Over breakfast at my house shortly before leaving, I went over final plans with Mark. Here’s what to do if there’s a weather emergency. Here’s the best way to get ahold of me abroad. Here are the main priorities to stick with, and the ones we can sacrifice if we have to. Then, gently smiling as he did whenever we were about to tackle a delicate issue, Mark raised the one question no one else had wanted to ask: “What if you don’t come back, Pete?”

I glanced down at the table, trying to field the question the same as if I had been asked what to do if the council denied a mid-year budget appropriation. “There’s a letter in the desk drawer upstairs.” That was for the personal stuff. As for the city, “It would be a vacancy. They’ll have to find someone new, and it will get political. I guess if it gets to that point, I won’t be any help.”



SOON I WAS AT NAVAL STATION GREAT LAKES, completing the first stages of mobilization and commencing the strange shift in identity and status that awaited me. The base commanding officer was away, so the command master chief did the honors of signing off on my deployment packet after I had completed the scavenger hunt of requisite medical, fitness, training, and administrative checks. He looked over the paperwork one last time in his office and asked if I felt I had everything in order on the personal side.

“Got any kids?”

“No.”

“Wife?”

“Nope.”

“Girlfriend?”

“No, I’m single.”

“Well, that’ll make it easier.”

“Is your employer supportive?”

“Very,” I answered, thinking of Kathryn, Mark, and the rest of my staff. “Everyone has been great.”

“That’s good. If you still feel that way when you get back, you can put them in for an ESGR [Employer Support of the Guard and Reserve] Award.”

“I’ll remember that,” I muttered. But that would be like giving myself an award, I thought, so it probably wouldn’t work in this case.

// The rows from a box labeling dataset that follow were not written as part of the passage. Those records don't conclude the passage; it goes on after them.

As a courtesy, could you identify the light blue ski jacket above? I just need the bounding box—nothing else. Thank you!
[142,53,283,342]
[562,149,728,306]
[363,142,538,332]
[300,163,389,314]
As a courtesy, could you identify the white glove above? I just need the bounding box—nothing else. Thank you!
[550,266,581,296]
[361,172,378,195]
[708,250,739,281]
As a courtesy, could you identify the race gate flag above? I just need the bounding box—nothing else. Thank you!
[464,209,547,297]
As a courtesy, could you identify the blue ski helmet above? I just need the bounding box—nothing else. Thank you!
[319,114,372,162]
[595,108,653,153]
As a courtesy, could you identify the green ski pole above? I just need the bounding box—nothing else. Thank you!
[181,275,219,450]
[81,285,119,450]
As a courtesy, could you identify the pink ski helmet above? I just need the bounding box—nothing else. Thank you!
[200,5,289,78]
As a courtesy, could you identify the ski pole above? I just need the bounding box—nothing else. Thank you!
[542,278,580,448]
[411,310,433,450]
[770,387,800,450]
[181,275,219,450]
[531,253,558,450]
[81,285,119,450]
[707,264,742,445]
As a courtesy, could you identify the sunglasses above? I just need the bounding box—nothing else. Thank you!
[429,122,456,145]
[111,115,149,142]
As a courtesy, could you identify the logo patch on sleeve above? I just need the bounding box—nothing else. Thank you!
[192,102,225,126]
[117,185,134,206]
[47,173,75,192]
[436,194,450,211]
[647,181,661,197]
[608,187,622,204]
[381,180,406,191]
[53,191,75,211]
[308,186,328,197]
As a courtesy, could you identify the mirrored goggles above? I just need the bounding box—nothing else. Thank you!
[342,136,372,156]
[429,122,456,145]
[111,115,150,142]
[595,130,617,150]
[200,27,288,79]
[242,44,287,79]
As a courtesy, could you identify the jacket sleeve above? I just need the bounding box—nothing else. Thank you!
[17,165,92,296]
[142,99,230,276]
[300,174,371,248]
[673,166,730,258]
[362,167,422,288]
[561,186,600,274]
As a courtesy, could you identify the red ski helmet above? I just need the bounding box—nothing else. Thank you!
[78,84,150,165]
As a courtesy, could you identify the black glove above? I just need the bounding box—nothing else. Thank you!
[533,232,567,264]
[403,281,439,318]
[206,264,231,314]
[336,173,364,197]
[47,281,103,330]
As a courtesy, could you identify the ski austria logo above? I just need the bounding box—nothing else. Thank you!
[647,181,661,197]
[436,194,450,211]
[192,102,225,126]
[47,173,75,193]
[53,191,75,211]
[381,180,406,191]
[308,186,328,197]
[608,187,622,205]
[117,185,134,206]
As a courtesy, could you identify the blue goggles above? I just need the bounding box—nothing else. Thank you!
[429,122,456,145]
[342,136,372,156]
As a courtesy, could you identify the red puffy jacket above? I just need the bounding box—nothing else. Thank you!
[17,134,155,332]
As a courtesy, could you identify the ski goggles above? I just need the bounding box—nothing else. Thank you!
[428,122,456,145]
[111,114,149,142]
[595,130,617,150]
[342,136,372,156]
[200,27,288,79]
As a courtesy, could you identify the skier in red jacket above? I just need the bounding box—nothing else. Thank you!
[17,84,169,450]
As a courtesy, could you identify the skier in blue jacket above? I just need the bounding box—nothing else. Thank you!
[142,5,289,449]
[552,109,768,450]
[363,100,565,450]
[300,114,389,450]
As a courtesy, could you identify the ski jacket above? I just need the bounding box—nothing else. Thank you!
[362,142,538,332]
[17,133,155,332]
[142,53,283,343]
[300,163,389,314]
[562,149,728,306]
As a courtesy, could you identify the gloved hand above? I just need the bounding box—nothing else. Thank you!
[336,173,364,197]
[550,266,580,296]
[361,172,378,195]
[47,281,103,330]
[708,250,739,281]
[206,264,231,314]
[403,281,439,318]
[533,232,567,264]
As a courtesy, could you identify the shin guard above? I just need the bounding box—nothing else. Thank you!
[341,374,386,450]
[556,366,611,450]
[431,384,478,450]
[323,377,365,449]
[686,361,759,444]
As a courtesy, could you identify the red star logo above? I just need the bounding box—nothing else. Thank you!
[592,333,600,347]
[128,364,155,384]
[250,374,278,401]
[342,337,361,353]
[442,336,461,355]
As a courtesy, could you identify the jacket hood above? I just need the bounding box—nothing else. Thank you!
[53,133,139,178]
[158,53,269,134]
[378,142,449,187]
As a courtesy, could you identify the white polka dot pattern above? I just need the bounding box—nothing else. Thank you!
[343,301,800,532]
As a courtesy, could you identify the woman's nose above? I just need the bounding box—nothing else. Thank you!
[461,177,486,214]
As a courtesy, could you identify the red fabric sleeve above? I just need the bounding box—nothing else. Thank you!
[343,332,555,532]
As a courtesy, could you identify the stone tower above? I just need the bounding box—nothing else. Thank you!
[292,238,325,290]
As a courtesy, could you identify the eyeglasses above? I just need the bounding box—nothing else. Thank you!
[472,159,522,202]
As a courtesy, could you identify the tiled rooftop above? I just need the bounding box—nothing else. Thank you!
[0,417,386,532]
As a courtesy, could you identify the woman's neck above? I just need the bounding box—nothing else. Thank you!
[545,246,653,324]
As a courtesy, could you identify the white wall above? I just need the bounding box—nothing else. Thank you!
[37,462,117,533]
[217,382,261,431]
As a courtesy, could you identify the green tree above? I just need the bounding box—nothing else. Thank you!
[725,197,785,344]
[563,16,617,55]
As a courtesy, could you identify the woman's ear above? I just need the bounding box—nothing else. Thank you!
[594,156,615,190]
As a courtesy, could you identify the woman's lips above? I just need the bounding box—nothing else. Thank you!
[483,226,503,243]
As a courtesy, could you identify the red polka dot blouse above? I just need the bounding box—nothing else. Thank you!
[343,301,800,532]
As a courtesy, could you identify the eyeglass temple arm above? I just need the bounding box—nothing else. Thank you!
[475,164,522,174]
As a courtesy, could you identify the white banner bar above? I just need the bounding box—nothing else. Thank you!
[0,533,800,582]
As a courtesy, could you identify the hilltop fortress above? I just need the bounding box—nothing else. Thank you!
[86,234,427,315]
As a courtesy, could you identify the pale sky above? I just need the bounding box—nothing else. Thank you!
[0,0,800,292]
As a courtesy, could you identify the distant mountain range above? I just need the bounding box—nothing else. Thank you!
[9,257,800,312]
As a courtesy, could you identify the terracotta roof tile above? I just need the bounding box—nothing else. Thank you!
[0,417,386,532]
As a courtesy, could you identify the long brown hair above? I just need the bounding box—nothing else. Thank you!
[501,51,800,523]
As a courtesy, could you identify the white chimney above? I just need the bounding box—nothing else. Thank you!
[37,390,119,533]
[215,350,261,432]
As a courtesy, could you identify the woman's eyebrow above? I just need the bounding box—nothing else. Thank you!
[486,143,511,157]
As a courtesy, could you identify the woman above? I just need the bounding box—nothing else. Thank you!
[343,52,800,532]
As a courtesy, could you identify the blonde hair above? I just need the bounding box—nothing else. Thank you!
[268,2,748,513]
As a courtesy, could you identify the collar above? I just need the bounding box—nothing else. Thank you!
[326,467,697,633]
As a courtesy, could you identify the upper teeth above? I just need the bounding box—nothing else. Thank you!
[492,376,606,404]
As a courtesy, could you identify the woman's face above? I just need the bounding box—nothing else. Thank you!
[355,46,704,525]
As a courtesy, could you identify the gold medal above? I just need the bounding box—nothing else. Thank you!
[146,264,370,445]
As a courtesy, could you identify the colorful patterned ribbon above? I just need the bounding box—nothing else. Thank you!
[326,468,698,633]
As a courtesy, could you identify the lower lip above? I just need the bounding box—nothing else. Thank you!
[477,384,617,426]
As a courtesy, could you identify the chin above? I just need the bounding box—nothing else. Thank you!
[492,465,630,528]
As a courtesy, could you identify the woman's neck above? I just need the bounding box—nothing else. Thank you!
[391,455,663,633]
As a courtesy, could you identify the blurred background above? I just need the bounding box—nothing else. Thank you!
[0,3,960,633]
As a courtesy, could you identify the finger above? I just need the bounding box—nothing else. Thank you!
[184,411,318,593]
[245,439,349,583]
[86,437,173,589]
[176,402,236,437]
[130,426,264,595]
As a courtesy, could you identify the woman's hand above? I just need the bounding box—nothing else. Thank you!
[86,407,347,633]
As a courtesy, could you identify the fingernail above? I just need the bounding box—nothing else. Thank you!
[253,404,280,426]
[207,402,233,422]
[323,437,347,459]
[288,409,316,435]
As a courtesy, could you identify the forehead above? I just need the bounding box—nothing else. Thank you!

“You said you work for the city, right?”

“That’s right.”

“Well, you should definitely put them in for the award, then, especially if you need to brown-nose a little. When they do those award presentations the elected officials always come. They love standing next to military and they just eat that shit up.”



A FEW WEEKS LATER, I sat poker-faced in a training room as a furious commander berated the troops at Camp McCrady, outside Fort Jackson, South Carolina. We had been there for a few days, all Navy personnel assigned to Army-style jobs in combat zones, being trained to serve as the land-based “dirt sailors” we were about to become. It came after Great Lakes, after Norfolk, the last stage before going overseas. We learned Army lingo, convoy operations, and, of course, shooting. But some officers had been underperforming, and the executive officer was not pleased.